Belonging is a magnificent cultural history abundantly alive with energy, character and colour. From the Jews’ expulsion from Spain in 1492 it tells the stories not just of rabbis and philosophers but of a poetess in the ghetto of Venice; a boxer in Georgian England; a general in Ming China; an opera composer in nineteenth-century Germany. The story unfolds in Kerala and Mantua, the starlit hills of Galilee, the rivers of Colombia, the kitchens of Istanbul, the taverns of Ukraine and the mining camps of California. It sails in caravels, rides the stage coaches and the railways; trudges the dawn streets of London, hobbles along with the remnant of Napoleon’s ruined army.
The Jewish story is a history that is about, and for, all of us.
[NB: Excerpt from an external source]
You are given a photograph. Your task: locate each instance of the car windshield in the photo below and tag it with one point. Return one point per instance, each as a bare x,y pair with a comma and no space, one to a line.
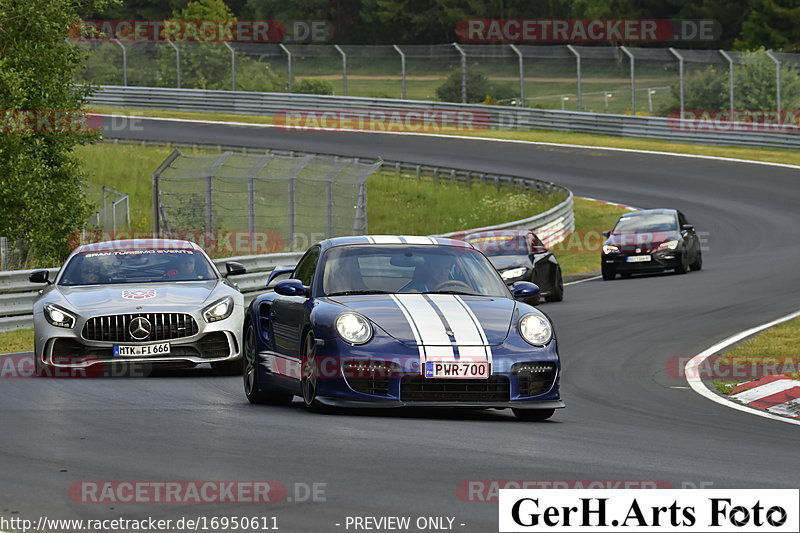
494,245
136,266
646,223
366,269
And in our own time of anxious arrivals and enforced departures, the Jews’ search for a home is more startlingly resonant than ever.
‘A magnificent achievement…’ Jonathan Freedland, Guardian
‘An extraordinary cultural journey, filled with astonishingly colourful and outrageous characters … Schama delivers a superb and thrilling ride, both inspirational and tragic’ Simon Sebag Montefiore, Mail on Sunday
PUBLISHERS WEEKLY
Award-winning Columbia Univ. historian Schama, NBCC Award winner for Rough Crossings: Britain, the Slaves and the American Revolution, brings to bear his gift for synthesizing mountains of information into a well-crafted, accessible narrative in this impressive volume that spans nearly 2,500 years and serves as a companion volume to a PBS series. His aim is to incorporate the telling details that make the past, and its people, live and breathe for a modern audience "the prosaic along with the poetic: a doodle on a child's Hebrew exercise page from medieval Cairo; battling cats and mice on a sumptuously illustrated Bible from Spain... the aggravation of an NCO sweating it out on a hilltop fort while the Babylonians are closing in." He opens with a Jewish soldier on Elephantine in 475 B.C.E., known from a letter sent by his father, discovered again after two-and a-half millennia, and continues through the expulsion of the Jews from Portugal. Throughout, Schama offers cogent arguments for the credibility of numerous sources, including the controversial Josephus, and supports the notion advanced by Rabbi Gershon Cohen that assimilation had its benefits, by stimulating growth and creativity for the Jews. Maps & Illus.